Милнер-Гулланд (там же: 108) отмечает три возможности истолковать текст по-бахтински. Во-первых, в диалогизме речь идет о двух сторонах, находящихся в диалогических отношениях друг к другу. Эти стороны можно назвать этим и тем. Во-вторых, в хронотопическом рассмотрении решающую роль играют разные границы. Существование этого и того, в свою очередь, обусловлено границей между ними, которую Хармс называет препятствием. В-третьих, карнавализация тесно связана с гротеском, отношение которого к этому и тому было отмечено выше.

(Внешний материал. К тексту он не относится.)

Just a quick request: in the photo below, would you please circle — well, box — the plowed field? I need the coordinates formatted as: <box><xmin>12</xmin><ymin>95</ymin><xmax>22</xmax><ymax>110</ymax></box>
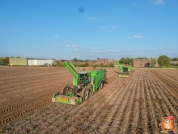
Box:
<box><xmin>0</xmin><ymin>67</ymin><xmax>178</xmax><ymax>134</ymax></box>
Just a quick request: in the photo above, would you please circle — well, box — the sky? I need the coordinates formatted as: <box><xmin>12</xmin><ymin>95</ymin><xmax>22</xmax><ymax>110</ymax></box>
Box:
<box><xmin>0</xmin><ymin>0</ymin><xmax>178</xmax><ymax>60</ymax></box>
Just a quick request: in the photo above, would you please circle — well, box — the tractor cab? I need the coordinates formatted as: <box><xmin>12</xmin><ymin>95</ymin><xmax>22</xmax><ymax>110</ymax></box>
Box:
<box><xmin>78</xmin><ymin>71</ymin><xmax>90</xmax><ymax>85</ymax></box>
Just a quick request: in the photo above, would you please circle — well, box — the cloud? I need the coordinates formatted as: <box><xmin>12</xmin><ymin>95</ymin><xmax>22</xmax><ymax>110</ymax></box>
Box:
<box><xmin>72</xmin><ymin>44</ymin><xmax>78</xmax><ymax>47</ymax></box>
<box><xmin>107</xmin><ymin>50</ymin><xmax>115</xmax><ymax>52</ymax></box>
<box><xmin>74</xmin><ymin>48</ymin><xmax>79</xmax><ymax>51</ymax></box>
<box><xmin>112</xmin><ymin>26</ymin><xmax>116</xmax><ymax>29</ymax></box>
<box><xmin>91</xmin><ymin>48</ymin><xmax>102</xmax><ymax>53</ymax></box>
<box><xmin>66</xmin><ymin>44</ymin><xmax>70</xmax><ymax>47</ymax></box>
<box><xmin>55</xmin><ymin>34</ymin><xmax>59</xmax><ymax>37</ymax></box>
<box><xmin>86</xmin><ymin>17</ymin><xmax>95</xmax><ymax>20</ymax></box>
<box><xmin>127</xmin><ymin>37</ymin><xmax>132</xmax><ymax>39</ymax></box>
<box><xmin>134</xmin><ymin>36</ymin><xmax>144</xmax><ymax>39</ymax></box>
<box><xmin>100</xmin><ymin>26</ymin><xmax>108</xmax><ymax>29</ymax></box>
<box><xmin>149</xmin><ymin>49</ymin><xmax>156</xmax><ymax>52</ymax></box>
<box><xmin>35</xmin><ymin>50</ymin><xmax>45</xmax><ymax>53</ymax></box>
<box><xmin>154</xmin><ymin>0</ymin><xmax>164</xmax><ymax>5</ymax></box>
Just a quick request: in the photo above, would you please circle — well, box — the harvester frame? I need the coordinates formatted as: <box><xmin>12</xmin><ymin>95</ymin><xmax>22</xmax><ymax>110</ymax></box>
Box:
<box><xmin>52</xmin><ymin>61</ymin><xmax>107</xmax><ymax>105</ymax></box>
<box><xmin>116</xmin><ymin>61</ymin><xmax>132</xmax><ymax>78</ymax></box>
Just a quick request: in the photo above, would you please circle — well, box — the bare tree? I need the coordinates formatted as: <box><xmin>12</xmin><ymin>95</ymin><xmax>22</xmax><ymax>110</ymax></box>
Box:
<box><xmin>150</xmin><ymin>58</ymin><xmax>157</xmax><ymax>67</ymax></box>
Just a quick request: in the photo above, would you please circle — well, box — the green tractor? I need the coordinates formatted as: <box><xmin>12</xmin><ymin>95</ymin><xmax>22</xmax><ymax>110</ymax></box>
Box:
<box><xmin>116</xmin><ymin>61</ymin><xmax>132</xmax><ymax>78</ymax></box>
<box><xmin>52</xmin><ymin>61</ymin><xmax>107</xmax><ymax>105</ymax></box>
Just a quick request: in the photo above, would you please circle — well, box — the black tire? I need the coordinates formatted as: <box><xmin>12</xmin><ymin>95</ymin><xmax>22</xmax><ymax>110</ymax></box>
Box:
<box><xmin>62</xmin><ymin>86</ymin><xmax>71</xmax><ymax>95</ymax></box>
<box><xmin>100</xmin><ymin>82</ymin><xmax>104</xmax><ymax>89</ymax></box>
<box><xmin>82</xmin><ymin>88</ymin><xmax>90</xmax><ymax>101</ymax></box>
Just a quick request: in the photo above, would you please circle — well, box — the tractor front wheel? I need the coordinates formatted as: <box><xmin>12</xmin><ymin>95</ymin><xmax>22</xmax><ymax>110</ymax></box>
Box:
<box><xmin>82</xmin><ymin>88</ymin><xmax>90</xmax><ymax>101</ymax></box>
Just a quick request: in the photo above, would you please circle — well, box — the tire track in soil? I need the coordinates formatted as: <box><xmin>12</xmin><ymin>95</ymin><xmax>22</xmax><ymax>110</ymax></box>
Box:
<box><xmin>112</xmin><ymin>70</ymin><xmax>140</xmax><ymax>134</ymax></box>
<box><xmin>0</xmin><ymin>73</ymin><xmax>72</xmax><ymax>94</ymax></box>
<box><xmin>1</xmin><ymin>68</ymin><xmax>118</xmax><ymax>133</ymax></box>
<box><xmin>0</xmin><ymin>67</ymin><xmax>73</xmax><ymax>127</ymax></box>
<box><xmin>56</xmin><ymin>74</ymin><xmax>119</xmax><ymax>133</ymax></box>
<box><xmin>140</xmin><ymin>70</ymin><xmax>150</xmax><ymax>134</ymax></box>
<box><xmin>129</xmin><ymin>70</ymin><xmax>144</xmax><ymax>134</ymax></box>
<box><xmin>85</xmin><ymin>79</ymin><xmax>129</xmax><ymax>134</ymax></box>
<box><xmin>150</xmin><ymin>70</ymin><xmax>178</xmax><ymax>98</ymax></box>
<box><xmin>0</xmin><ymin>92</ymin><xmax>52</xmax><ymax>126</ymax></box>
<box><xmin>97</xmin><ymin>77</ymin><xmax>137</xmax><ymax>134</ymax></box>
<box><xmin>33</xmin><ymin>70</ymin><xmax>118</xmax><ymax>133</ymax></box>
<box><xmin>157</xmin><ymin>69</ymin><xmax>178</xmax><ymax>81</ymax></box>
<box><xmin>145</xmin><ymin>70</ymin><xmax>160</xmax><ymax>133</ymax></box>
<box><xmin>3</xmin><ymin>68</ymin><xmax>178</xmax><ymax>134</ymax></box>
<box><xmin>148</xmin><ymin>71</ymin><xmax>178</xmax><ymax>119</ymax></box>
<box><xmin>144</xmin><ymin>70</ymin><xmax>178</xmax><ymax>133</ymax></box>
<box><xmin>57</xmin><ymin>70</ymin><xmax>118</xmax><ymax>120</ymax></box>
<box><xmin>0</xmin><ymin>77</ymin><xmax>72</xmax><ymax>108</ymax></box>
<box><xmin>149</xmin><ymin>71</ymin><xmax>178</xmax><ymax>115</ymax></box>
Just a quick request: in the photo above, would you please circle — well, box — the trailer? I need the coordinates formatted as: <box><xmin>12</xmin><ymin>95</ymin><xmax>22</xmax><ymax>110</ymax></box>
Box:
<box><xmin>52</xmin><ymin>61</ymin><xmax>107</xmax><ymax>105</ymax></box>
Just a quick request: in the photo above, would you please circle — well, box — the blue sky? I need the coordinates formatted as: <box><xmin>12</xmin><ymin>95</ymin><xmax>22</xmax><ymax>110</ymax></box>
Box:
<box><xmin>0</xmin><ymin>0</ymin><xmax>178</xmax><ymax>60</ymax></box>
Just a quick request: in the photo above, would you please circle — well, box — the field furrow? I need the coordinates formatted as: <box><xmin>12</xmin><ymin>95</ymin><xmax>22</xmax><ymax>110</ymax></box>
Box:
<box><xmin>0</xmin><ymin>67</ymin><xmax>178</xmax><ymax>134</ymax></box>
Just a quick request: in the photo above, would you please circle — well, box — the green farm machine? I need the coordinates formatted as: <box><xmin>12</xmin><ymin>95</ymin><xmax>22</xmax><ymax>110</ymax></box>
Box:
<box><xmin>52</xmin><ymin>61</ymin><xmax>107</xmax><ymax>105</ymax></box>
<box><xmin>116</xmin><ymin>61</ymin><xmax>132</xmax><ymax>78</ymax></box>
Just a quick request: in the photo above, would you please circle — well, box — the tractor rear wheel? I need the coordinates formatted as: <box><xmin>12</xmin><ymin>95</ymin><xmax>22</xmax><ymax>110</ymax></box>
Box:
<box><xmin>82</xmin><ymin>88</ymin><xmax>90</xmax><ymax>101</ymax></box>
<box><xmin>62</xmin><ymin>86</ymin><xmax>71</xmax><ymax>95</ymax></box>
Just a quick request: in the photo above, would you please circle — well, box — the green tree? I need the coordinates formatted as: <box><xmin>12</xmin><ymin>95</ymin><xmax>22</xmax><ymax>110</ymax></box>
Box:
<box><xmin>171</xmin><ymin>57</ymin><xmax>178</xmax><ymax>61</ymax></box>
<box><xmin>108</xmin><ymin>63</ymin><xmax>114</xmax><ymax>67</ymax></box>
<box><xmin>129</xmin><ymin>58</ymin><xmax>133</xmax><ymax>65</ymax></box>
<box><xmin>119</xmin><ymin>57</ymin><xmax>125</xmax><ymax>64</ymax></box>
<box><xmin>84</xmin><ymin>62</ymin><xmax>89</xmax><ymax>67</ymax></box>
<box><xmin>158</xmin><ymin>55</ymin><xmax>170</xmax><ymax>66</ymax></box>
<box><xmin>100</xmin><ymin>63</ymin><xmax>104</xmax><ymax>67</ymax></box>
<box><xmin>72</xmin><ymin>58</ymin><xmax>77</xmax><ymax>62</ymax></box>
<box><xmin>0</xmin><ymin>57</ymin><xmax>4</xmax><ymax>64</ymax></box>
<box><xmin>125</xmin><ymin>57</ymin><xmax>130</xmax><ymax>64</ymax></box>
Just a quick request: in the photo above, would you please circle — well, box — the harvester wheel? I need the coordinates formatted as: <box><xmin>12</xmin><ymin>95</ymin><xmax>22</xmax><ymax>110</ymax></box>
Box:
<box><xmin>100</xmin><ymin>82</ymin><xmax>104</xmax><ymax>89</ymax></box>
<box><xmin>82</xmin><ymin>88</ymin><xmax>89</xmax><ymax>101</ymax></box>
<box><xmin>62</xmin><ymin>86</ymin><xmax>71</xmax><ymax>95</ymax></box>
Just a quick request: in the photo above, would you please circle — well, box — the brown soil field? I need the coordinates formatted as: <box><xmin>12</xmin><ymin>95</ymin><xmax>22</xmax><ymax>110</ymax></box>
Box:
<box><xmin>0</xmin><ymin>67</ymin><xmax>178</xmax><ymax>134</ymax></box>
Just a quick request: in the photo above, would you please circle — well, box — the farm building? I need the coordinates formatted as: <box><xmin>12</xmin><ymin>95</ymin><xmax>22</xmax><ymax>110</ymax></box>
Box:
<box><xmin>133</xmin><ymin>59</ymin><xmax>149</xmax><ymax>67</ymax></box>
<box><xmin>9</xmin><ymin>58</ymin><xmax>54</xmax><ymax>66</ymax></box>
<box><xmin>9</xmin><ymin>58</ymin><xmax>28</xmax><ymax>66</ymax></box>
<box><xmin>28</xmin><ymin>58</ymin><xmax>54</xmax><ymax>66</ymax></box>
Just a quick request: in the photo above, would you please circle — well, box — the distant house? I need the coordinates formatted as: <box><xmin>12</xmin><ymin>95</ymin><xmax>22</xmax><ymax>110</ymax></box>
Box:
<box><xmin>96</xmin><ymin>58</ymin><xmax>116</xmax><ymax>65</ymax></box>
<box><xmin>170</xmin><ymin>61</ymin><xmax>178</xmax><ymax>65</ymax></box>
<box><xmin>96</xmin><ymin>58</ymin><xmax>106</xmax><ymax>65</ymax></box>
<box><xmin>88</xmin><ymin>60</ymin><xmax>96</xmax><ymax>65</ymax></box>
<box><xmin>133</xmin><ymin>59</ymin><xmax>149</xmax><ymax>67</ymax></box>
<box><xmin>58</xmin><ymin>60</ymin><xmax>67</xmax><ymax>63</ymax></box>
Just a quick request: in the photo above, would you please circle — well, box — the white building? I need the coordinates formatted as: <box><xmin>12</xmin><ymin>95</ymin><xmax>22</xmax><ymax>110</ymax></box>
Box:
<box><xmin>28</xmin><ymin>58</ymin><xmax>54</xmax><ymax>66</ymax></box>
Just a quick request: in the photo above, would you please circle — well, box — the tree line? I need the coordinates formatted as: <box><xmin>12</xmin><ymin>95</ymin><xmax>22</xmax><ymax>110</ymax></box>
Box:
<box><xmin>0</xmin><ymin>57</ymin><xmax>9</xmax><ymax>65</ymax></box>
<box><xmin>1</xmin><ymin>56</ymin><xmax>178</xmax><ymax>67</ymax></box>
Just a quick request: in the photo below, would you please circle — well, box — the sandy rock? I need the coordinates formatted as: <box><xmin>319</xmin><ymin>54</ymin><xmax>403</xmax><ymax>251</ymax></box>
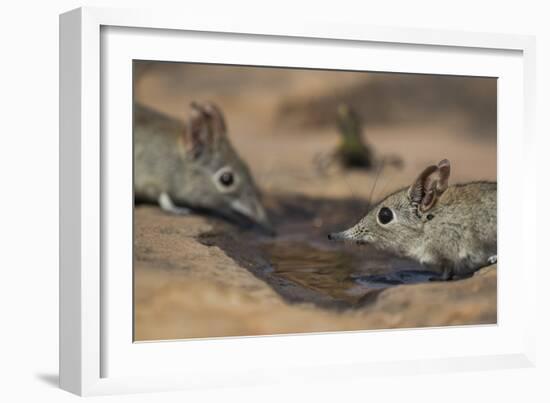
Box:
<box><xmin>134</xmin><ymin>208</ymin><xmax>496</xmax><ymax>341</ymax></box>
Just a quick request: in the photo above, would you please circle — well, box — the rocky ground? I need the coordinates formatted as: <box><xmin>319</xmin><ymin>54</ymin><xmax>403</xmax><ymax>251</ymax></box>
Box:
<box><xmin>134</xmin><ymin>206</ymin><xmax>496</xmax><ymax>341</ymax></box>
<box><xmin>134</xmin><ymin>63</ymin><xmax>497</xmax><ymax>341</ymax></box>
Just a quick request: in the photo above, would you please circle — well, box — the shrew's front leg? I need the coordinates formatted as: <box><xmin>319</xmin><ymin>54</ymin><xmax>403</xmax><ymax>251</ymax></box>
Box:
<box><xmin>158</xmin><ymin>192</ymin><xmax>191</xmax><ymax>215</ymax></box>
<box><xmin>425</xmin><ymin>260</ymin><xmax>459</xmax><ymax>281</ymax></box>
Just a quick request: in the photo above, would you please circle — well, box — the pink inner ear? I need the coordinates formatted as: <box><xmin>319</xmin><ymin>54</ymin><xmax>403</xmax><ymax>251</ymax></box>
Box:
<box><xmin>419</xmin><ymin>176</ymin><xmax>438</xmax><ymax>211</ymax></box>
<box><xmin>182</xmin><ymin>111</ymin><xmax>213</xmax><ymax>159</ymax></box>
<box><xmin>408</xmin><ymin>165</ymin><xmax>437</xmax><ymax>201</ymax></box>
<box><xmin>202</xmin><ymin>102</ymin><xmax>227</xmax><ymax>134</ymax></box>
<box><xmin>409</xmin><ymin>161</ymin><xmax>450</xmax><ymax>212</ymax></box>
<box><xmin>420</xmin><ymin>189</ymin><xmax>436</xmax><ymax>212</ymax></box>
<box><xmin>438</xmin><ymin>158</ymin><xmax>451</xmax><ymax>170</ymax></box>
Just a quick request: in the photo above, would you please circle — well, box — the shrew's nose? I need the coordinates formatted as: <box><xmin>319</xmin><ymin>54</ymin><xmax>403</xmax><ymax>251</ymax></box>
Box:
<box><xmin>328</xmin><ymin>232</ymin><xmax>344</xmax><ymax>241</ymax></box>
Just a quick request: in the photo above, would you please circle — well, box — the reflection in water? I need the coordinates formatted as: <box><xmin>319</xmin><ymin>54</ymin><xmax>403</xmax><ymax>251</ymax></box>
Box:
<box><xmin>353</xmin><ymin>270</ymin><xmax>439</xmax><ymax>288</ymax></box>
<box><xmin>262</xmin><ymin>241</ymin><xmax>435</xmax><ymax>305</ymax></box>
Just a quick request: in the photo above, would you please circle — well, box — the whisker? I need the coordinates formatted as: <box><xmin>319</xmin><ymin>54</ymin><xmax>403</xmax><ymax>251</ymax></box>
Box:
<box><xmin>341</xmin><ymin>171</ymin><xmax>360</xmax><ymax>203</ymax></box>
<box><xmin>364</xmin><ymin>157</ymin><xmax>386</xmax><ymax>215</ymax></box>
<box><xmin>377</xmin><ymin>171</ymin><xmax>395</xmax><ymax>205</ymax></box>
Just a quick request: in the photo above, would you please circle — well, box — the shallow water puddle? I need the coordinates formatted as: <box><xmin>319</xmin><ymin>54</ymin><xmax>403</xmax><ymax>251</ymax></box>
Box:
<box><xmin>260</xmin><ymin>240</ymin><xmax>434</xmax><ymax>305</ymax></box>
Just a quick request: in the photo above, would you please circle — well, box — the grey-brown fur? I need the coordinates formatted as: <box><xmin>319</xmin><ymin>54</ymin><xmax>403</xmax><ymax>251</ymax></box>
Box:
<box><xmin>329</xmin><ymin>159</ymin><xmax>496</xmax><ymax>280</ymax></box>
<box><xmin>134</xmin><ymin>102</ymin><xmax>272</xmax><ymax>233</ymax></box>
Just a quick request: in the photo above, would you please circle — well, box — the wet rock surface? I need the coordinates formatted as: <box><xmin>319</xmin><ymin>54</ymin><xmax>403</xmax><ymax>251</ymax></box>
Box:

Метафикциональный подход основывается на том, что в самом тексте определенным образом манифестируется фиктивный статус этого текста, вследствие чего в текст встраивается внетекстовая точка зрения на него. Этот случай напоминает ситуацию распада личности: некое гомогенное это порождает некое то, которое при этом отделяется от первого. Наконец, согласно ироническому подходу предполагается, что в тексте утверждается нечто противоположное тому, что выражено на поверхностном уровне. Иными словами, вместо того, чтобы текст говорил об этом, он на самом деле говорит о том.

Всякий раз, когда в настоящей работе будет применяться определенный подход к изучаемому тексту, связь данного подхода с понятиями этого и того будет анализироваться отдельно.

Ниже в общих чертах будут рассмотрены толкования Старухи, изложенные в исследовательской литературе. В большинстве случаев речь идет о статьях. Рассматриваемые трактовки не будут классифицированы по каким-либо принципам. Можно, однако, отметить, что почти во всех этих трактовках важным аспектом является интертекстуальность — она либо определяет всю интерпретацию, либо служит ее составной частью. Исследования, в которых интертекстуальные связи Старухи играют центральную роль, будут рассмотрены более детально в главе 5 с особым вниманием к этим связям. Ниже отмечается лишь их значение для интерпретации в целом.

Фактором, дифференцирующим разные трактовки, можно считать их позицию по отношению к возможной пародийности или серьезности Старухи. Противоположными в этом отношении являются, с одной стороны, трактовки Кэсседи и Йовановича, подчеркивающие пародийное значение повести, и, с другой стороны, трактовки Нахимовской, Айзлвуда и Кэррика, для которых религиозный план повести имеет наиболее важное значение.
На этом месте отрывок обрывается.